In summary, we can conclude that violation of EMT conservation in the minimal \(f(\mathsf{R},\mathsf{T})\) gravity models could provide conditions under which the underlying model includes a de Sitter expansion at late times, at least for some subset of space parameters of the model. This fact indicates that allowing for the violation of EMT conservation, the situation of minimal \(f(\mathsf{R},\mathsf{T})\) gravity theories can be encouraging enough for cosmological models and merits further investigation, in comparison with the same models when EMT conservation is taken for granted. As the authors of [32, 34, 46] have already elucidated, respecting the EMT conservation leads to a DE description at late times but the effective EoS for such models would be found as \(w^{(\mathsf{eff})}=-1/2\), which could not be observationally accepted.

We also have considered models with power law sections within the Lagrangian as \(f(\mathsf{R},\mathsf{T})=\mathsf{R}^{\alpha }+(-\mathsf{T})^{\beta }\). It is found that these types of models can describe the recently accelerated expansion of the Universe for \(\alpha \rightarrow 1^{+}\) and \(-0.024<\beta <0.02\).

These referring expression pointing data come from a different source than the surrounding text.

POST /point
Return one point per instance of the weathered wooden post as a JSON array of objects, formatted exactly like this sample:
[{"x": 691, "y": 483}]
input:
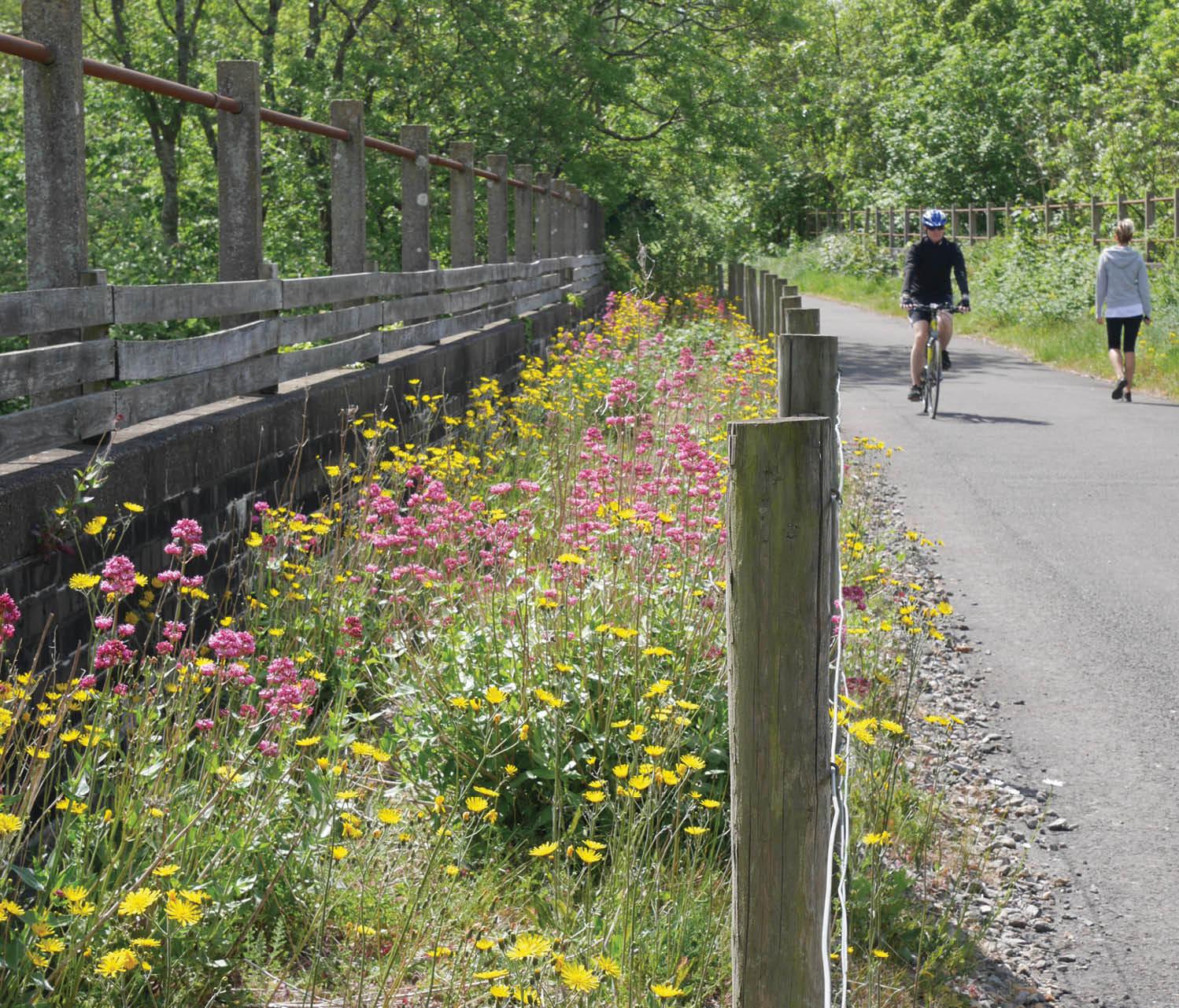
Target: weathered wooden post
[
  {"x": 462, "y": 205},
  {"x": 349, "y": 236},
  {"x": 497, "y": 209},
  {"x": 545, "y": 216},
  {"x": 416, "y": 201},
  {"x": 778, "y": 641},
  {"x": 57, "y": 237},
  {"x": 523, "y": 250}
]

As the final remark, we would like to highlight that the problem of de Sitter solution in the late-time and more importantly the transition from matter dominated era to de Sitter era has been investigated previously in some other work. However, most was based on a reconstruction method in order to obtain models which include the desired behaviors [51,52,53, 55]. Nevertheless, the method presented in this work may provide a more comprehensive plan to investigate all late-time solutions as well as their stability.